Non sans retard, certains pays ont compris qu’il fallait lever «une armée de santé publique» face au Covid-19 «pour appeler les gens» et tracer les cas, relève Mme Lewis. Désormais, le traçage se fait via des applications ou par appels téléphoniques, en se basant sur la bonne foi des gens, mais l’OMS en a fait son credo, d’autant qu’il n’y a pas de vaccin.

 

Vaccin

Le vaccin contre la variole a lui été découvert à la fin du XVIIIe siècle, lorsqu’un médecin britannique découvrit que l’inoculation du virus de la variole de la vache (appelé vacine) protégeait les humains.

Avant la vaccination, la population pratiquait la variolisation: une méthode très ancienne d’immunisation consistant à inoculer du pus, un procédé qui «protège efficacement mais l’inconvénient est qu’il laissait circuler la variole», commente Anne-Marie Moulin, médecin et philosophe au CNRS.

Or, «dans certains pays, la variolisation s’est poursuivie après la découverte du vaccin», explique-t-elle, citant le cas de l’Inde, qui fut très touchée par la maladie.

La vaccination a été «l’élément principal de la victoire» contre le virus, mais ce succès est aussi le «résultat d’une collaboration internationale» basée sur des campagnes de prévention, de traitement et de diagnostic, relève Angela Teresa Ciuffi, de l’Institut de microbiologie de l’université de Lausanne.

 

Dernier cas en 1978

Près de dix ans après l’appel lancé par la Russie, la variole faisait encore 2 millions de décès par an dans le monde. Aussi, l’OMS lança en 1967 un programme de lutte intensifié.

Le dernier cas de variole majeure a été signalé en 1975 au Bangladesh et le dernier cas de variole mineure en 1977 en Somalie. En 1978 toutefois, une photographe médicale britannique travaillant près d’un laboratoire faisant des recherches sur la variole fut infectée, et en décéda.

 

Bioterrorisme

Il n’existe que deux laboratoires habilités à conserver les virus de la variole – à Koltsovo en Russie et Atlanta aux Etats-Unis – mais de vieille fioles furent découvertes en 2014 dans un autre laboratoire américain.

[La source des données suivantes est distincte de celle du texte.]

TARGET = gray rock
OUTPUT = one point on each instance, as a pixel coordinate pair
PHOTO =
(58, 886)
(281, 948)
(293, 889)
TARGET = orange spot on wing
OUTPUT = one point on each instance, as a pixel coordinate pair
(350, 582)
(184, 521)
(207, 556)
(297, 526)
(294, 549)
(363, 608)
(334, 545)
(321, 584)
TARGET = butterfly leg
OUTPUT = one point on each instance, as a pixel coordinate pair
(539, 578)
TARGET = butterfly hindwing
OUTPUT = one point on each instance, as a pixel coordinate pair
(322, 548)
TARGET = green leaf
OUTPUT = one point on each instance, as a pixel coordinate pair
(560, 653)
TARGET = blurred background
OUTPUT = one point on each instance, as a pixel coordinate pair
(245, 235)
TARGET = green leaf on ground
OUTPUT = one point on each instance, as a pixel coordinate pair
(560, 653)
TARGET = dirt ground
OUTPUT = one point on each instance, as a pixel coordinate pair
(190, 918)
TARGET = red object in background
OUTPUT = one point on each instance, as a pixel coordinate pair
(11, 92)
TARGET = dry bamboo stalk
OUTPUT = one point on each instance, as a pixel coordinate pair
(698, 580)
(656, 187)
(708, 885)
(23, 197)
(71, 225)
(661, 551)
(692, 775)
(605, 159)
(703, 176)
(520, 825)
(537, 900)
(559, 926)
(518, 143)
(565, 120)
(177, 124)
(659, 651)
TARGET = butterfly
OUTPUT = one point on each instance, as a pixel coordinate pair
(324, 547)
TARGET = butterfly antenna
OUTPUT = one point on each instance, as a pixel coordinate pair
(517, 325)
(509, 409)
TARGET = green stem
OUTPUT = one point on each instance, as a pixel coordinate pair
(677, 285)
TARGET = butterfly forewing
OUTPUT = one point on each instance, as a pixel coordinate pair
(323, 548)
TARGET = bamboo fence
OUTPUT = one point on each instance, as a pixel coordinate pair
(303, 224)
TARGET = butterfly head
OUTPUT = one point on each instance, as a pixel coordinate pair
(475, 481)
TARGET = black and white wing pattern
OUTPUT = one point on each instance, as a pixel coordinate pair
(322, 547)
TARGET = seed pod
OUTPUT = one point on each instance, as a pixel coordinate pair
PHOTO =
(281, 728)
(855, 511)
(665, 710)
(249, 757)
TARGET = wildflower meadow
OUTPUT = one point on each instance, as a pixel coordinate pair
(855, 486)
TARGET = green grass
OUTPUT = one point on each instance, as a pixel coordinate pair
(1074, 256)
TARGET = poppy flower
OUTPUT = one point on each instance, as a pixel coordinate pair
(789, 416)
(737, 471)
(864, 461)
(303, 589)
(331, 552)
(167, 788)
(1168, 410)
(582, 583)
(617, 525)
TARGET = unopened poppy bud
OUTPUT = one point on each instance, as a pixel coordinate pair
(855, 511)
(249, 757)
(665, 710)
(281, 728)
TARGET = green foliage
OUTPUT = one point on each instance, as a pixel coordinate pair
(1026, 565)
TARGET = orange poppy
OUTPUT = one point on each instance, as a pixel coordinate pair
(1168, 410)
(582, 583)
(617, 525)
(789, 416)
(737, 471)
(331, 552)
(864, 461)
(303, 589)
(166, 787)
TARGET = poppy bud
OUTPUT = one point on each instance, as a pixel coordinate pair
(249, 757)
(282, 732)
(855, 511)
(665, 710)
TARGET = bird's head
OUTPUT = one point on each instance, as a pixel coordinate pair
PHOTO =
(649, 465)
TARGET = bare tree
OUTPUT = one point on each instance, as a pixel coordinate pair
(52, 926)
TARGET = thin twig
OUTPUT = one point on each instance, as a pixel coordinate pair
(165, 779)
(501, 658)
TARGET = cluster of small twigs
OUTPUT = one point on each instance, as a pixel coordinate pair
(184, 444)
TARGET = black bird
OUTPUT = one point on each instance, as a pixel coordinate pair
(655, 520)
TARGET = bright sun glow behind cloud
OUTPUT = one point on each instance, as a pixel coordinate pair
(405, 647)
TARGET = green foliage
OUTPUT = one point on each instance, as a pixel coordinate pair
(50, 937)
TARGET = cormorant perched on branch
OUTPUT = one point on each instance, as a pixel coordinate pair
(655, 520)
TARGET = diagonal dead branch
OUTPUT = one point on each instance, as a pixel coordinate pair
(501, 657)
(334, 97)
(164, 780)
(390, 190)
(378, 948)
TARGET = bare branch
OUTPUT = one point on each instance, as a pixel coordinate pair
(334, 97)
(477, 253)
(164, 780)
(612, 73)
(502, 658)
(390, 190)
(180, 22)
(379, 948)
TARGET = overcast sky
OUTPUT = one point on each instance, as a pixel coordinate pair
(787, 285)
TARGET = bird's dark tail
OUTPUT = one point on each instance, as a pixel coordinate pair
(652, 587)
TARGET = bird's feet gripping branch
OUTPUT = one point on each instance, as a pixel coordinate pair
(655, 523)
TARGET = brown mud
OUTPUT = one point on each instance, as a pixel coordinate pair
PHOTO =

La période écoulée depuis l’éradication a été marquée par un débat non résolu sur la destruction des derniers stocks de virus. D’après les experts, il est techniquement possible de le recréer en laboratoire, mais l’OMS l’interdit. Plusieurs décennies après l’éradication de la variole, son spectre persiste, et s’est même renforcé avec la menace bioterroriste.

A côté de la variole, «le coronavirus n’est qu’un simple exercice d’entraînement» car aujourd’hui la majorité des personnes n’ont jamais été vaccinées et sont donc vulnérables, analyse pour l’AFP David Evans, virologue à l’université d’Alberta au Canada, et qui pour la première fois en 2017 a recréé le virus de la variole équine.

Si elle venait à être réintroduite, la variole «pourrait être dévastatrice au cours des premières semaines», d’autant que la pandémie de «Covid-19 a montré combien de temps il faut aux systèmes de santé publique pour activer leur logistique», estime Rosina Ehmann, de l’Institut de microbiologie des Forces armées allemandes.